Technologies that reduce duplication, automate admin and pre-empt delays will be key to maintaining that momentum, especially as Trusts face continued cost pressures.
AI also lays the groundwork for broader digital transformation. With real-time visibility on patient flow and resource usage, NHS leaders can respond faster to disruption and allocate resources where they are needed most.
AI adoption depends on public trust
Despite growing support within the NHS, public perceptions of AI remain mixed.
A 2024 survey by the Health Foundation found that 76 per cent of NHS staff support AI in clinical care, compared with 54 per cent of the general public.
While many patients accept AI when guided by a clinician, concerns remain around data errors, loss of personal connection and reduced human oversight.
Among the public, 30 per cent worry about misdiagnosis, and 53 per cent feel AI could reduce personal interaction with doctors.
Notably, 65 per cent of NHS staff share those concerns.
These insights underscore the importance of responsible deployment.
Patients want reassurance that AI is not replacing human expertise. NHS AI strategies must ensure tools are subject to expert validation, transparent governance and designed with patient-centred values from the outset.
From innovation to impact
AI is already improving how the NHS schedules, plans and performs surgery.

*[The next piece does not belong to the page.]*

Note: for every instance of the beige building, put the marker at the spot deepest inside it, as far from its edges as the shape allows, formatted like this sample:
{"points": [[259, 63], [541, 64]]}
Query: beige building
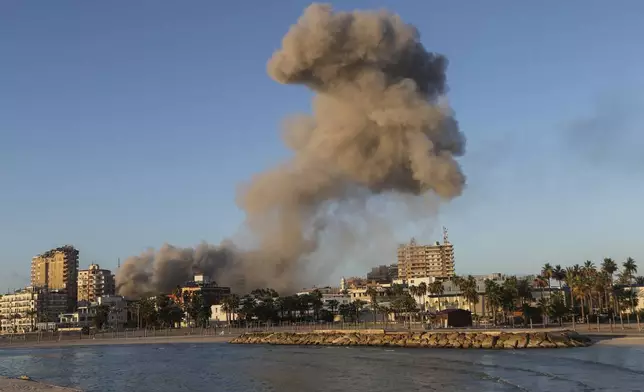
{"points": [[57, 269], [22, 310], [421, 261], [94, 283]]}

It is not a speculative technology, it is a practical tool that can help hospitals meet rising demand while protecting care quality.
To scale its impact, NHS Trusts must embed AI into everyday operations while listening to the patients and clinicians it affects.
With the right safeguards, strong clinical leadership and an eye on equity, AI has the potential to become a cornerstone of a smarter, more resilient surgical future.
This is not about disruption for its own sake.
It’s about designing better systems to support the clinicians we trust and the patients who need them most.